IN WITNESS WHEREOF, the parties hereto have executed this Agreement as of the date first written above.

 

    CYTODYN INC.
    By:  

/s/ Michael D. Mulholland

    Name:   Michael D. Mulholland
    Title:   Chief Financial Officer
    STOCKHOLDER

    /s/ Richard G. Pestell

    Name:   Richard G. Pestell

 

ACKNOWLEDGED AND AGREED:
PROSTAGENE, LLC
By:  

/s/ Richard Pestell

Name:   Richard Pestell
Title:   Chief Executive Officer

ATTACHMENTS:

Exhibit A – Stock Power

 

Signature Page to Stock Restriction Agreement


Exhibit A-1

STOCK POWER

FOR VALUE RECEIVED, Richard G. Pestell , hereby sells, assigns, and transfers unto CytoDyn Inc.                  shares of Series C convertible preferred stock, par value $0.001 per share, of CytoDyn Inc. (the “Company”), issued pursuant to, and subject to the terms of, that certain Stock Restriction Agreement by and between the Company and Richard G. Pestell, dated                    , 20    , standing in his/her name on the books of said corporation represented by Certificate No.      herewith, and does hereby irrevocably constitute and appoint                      as his/her attorney to transfer the said stock on the books of said corporation with full power of substitution in the premises.

 

Dated:                       
 

 

 

/s/ Richard G. Pestell

  Richard G. Pestell

[INSTRUCTION: Please do not fill in any blanks other than the signature line.
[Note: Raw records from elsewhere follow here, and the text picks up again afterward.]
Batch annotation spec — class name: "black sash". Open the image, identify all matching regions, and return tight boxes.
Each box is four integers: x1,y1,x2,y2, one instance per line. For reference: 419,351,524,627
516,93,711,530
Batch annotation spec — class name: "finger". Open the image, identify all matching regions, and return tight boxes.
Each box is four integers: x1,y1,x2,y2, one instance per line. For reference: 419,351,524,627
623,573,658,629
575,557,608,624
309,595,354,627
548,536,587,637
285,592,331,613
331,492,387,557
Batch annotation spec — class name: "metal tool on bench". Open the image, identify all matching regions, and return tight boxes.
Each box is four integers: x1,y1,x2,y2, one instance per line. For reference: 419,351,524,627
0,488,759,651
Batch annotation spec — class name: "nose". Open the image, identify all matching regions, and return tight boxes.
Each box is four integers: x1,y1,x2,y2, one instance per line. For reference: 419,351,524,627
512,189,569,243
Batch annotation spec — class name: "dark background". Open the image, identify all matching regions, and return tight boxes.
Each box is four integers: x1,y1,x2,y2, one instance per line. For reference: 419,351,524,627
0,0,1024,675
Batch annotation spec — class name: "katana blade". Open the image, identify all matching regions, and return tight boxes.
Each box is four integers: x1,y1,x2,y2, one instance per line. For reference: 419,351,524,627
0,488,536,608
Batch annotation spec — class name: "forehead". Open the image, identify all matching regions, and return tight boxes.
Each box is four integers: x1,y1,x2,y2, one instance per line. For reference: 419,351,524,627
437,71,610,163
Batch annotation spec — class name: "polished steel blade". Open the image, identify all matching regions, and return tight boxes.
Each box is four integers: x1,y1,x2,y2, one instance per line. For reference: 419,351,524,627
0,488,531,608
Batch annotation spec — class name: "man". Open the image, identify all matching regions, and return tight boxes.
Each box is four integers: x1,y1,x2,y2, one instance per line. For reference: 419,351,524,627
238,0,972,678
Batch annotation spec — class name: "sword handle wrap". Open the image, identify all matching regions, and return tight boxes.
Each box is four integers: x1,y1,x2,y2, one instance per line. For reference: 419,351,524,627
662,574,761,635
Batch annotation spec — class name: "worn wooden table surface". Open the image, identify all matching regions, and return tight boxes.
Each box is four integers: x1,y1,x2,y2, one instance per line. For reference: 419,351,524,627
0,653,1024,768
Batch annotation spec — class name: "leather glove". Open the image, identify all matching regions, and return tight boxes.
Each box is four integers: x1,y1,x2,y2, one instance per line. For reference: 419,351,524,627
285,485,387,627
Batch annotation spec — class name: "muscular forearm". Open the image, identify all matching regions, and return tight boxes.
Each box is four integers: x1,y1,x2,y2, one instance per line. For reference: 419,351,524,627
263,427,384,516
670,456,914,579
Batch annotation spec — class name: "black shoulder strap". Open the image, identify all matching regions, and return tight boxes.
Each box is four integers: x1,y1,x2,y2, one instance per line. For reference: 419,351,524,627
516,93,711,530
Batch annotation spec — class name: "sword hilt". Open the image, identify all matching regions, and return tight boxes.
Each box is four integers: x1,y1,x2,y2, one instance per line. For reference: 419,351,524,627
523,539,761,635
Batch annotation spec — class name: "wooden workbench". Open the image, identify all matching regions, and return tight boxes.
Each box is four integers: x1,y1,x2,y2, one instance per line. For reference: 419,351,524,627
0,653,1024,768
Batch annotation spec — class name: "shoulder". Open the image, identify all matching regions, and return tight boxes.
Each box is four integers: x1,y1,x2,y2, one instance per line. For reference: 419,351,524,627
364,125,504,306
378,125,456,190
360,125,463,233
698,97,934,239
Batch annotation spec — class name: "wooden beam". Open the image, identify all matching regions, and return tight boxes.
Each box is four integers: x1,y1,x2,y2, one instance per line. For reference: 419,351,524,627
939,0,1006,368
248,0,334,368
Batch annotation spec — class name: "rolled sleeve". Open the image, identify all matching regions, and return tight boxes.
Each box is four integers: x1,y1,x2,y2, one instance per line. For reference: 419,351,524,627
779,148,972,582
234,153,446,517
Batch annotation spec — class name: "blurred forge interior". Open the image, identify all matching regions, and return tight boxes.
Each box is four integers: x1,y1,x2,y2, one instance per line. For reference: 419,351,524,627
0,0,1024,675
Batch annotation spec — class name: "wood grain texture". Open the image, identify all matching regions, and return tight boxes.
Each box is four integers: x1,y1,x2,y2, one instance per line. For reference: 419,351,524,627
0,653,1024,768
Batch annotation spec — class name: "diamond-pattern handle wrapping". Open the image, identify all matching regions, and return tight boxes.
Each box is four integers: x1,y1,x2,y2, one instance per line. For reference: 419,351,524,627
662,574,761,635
The purpose of this assignment is to enable the Company to exercise its Repurchase Option set forth in the Agreement without requiring additional signatures on the part of the Stockholder.]


Exhibit A-2

STOCK POWER

FOR VALUE RECEIVED, Richard G. Pestell , hereby sells, assigns, and transfers unto CytoDyn Inc.                 shares of common stock, par value $0.001 per share, of CytoDyn Inc. (the “Company”), issued pursuant to, and subject to the terms of, that certain Stock Restriction Agreement by and between the Company and Richard G. Pestell, dated                     , 20    , standing in his/her name on the books of said corporation represented by Certificate No.      herewith, and does hereby irrevocably constitute and appoint                      as his/her attorney to transfer the said stock on the books of said corporation with full power of substitution in the premises.

 

Dated:                       
 

 

 

/s/ Richard G. Pestell

  Richard G. Pestell

[INSTRUCTION: Please do not fill in any blanks other than the signature line. The purpose of this assignment is to enable the Company to exercise its Repurchase Option set forth in the Agreement without requiring additional signatures on the part of the Stockholder.]